McCombs also heads Jump Start, an outreach programme which extols the benefits of a business degree to minority undergraduates and even high school students. Now in its second year, the programme has been a success, says head organiser Vicki Duran. Partners such as Frito Lay, the snack food company, Wells Fargo bank and JPMorgan Chase pay for the student’s MBA and hire them afterwards. “For Hispanic undergraduates, this is very appealing,” she says.

Some schools are also supporting Hispanic students once in business programmes. Stanford Graduate School of Business, for example, has the Hispanic Business Students Association, which helps newcomers find information about courses and professors.

“This makes the introductory process more welcoming and less intimidating,” says student Joia Pardo. Stanford also participates in the Management Leadership for Tomorrow Program, which invites prospective MBAs from minority communities to a two-day conference. Experts advise on preparing and applying for an MBA and all housing and meal costs are covered.

Since 2005, the school has also run outreach sessions at undergraduate schools in Mexico, Argentina, Columbia, Chile and Brazil. And three years ago, the Business School Alumni Association introduced a Stanford GSB Hispanic directory for camaraderie and networking.
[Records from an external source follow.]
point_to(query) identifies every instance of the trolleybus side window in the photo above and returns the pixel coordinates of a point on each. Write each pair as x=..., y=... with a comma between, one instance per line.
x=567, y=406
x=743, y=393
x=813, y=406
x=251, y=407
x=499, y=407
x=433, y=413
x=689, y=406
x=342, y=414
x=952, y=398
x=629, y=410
Hispanics are also honoured through various fellowships and awards.

NSHMBA holds annual networking conferences, talks on business issues and career exhibitions to help Hispanics network, develop their careers and find jobs. Last year’s conference attracted 6,800 Hispanic MBAs, more than 200 corporations and 74 universities. This year’s attracted more than 8,000 MBAs, 1,000 more than predicted, and more than 300 sponsors.

While such initiatives are welcomed, many believe more should be done. Prof Olivas says business schools should make their programmes more appealing to Hispanics, for example by setting up courses dedicated to Latin American business.

Students want more corporate-funded scholarships. Others ask for more outreach, especially from companies, to talk about the benefits of an MBA.

Unlike Mexican companies, which are experts at marketing to the poor consumer, Mr Riojas thinks many US companies underestimate the importance of Hispanic consumers. “There is a knack to going after this group and most Americans don’t get it. I only know this from working in Mexico and from growing up there and being exposed to the billboards and media,” he says.

“More companies and schools should acknowledge this and subsidise MBAs for the Hispanics who can help. They will quickly make their money back.”

Biggest US minority expected to hit 102m by 2050

The Hispanic population is the US’s largest ethnic or race minority, comprising 15 per cent of the nation’s total population.

The estimated total Hispanic population of the US on July 1 2006 was 44.3m. The current total US population stands at 303,209,488.

The US’s Hispanic population is the fastest growing minority group, rising 3.4 per cent between July 1 2005 and July 1 2006.

It is estimated that the Hispanic population of the US will reach 102.6m by July 1 2050 and, according to projection, Hispanics will constitute 24 per cent of the nation’s total population by that date.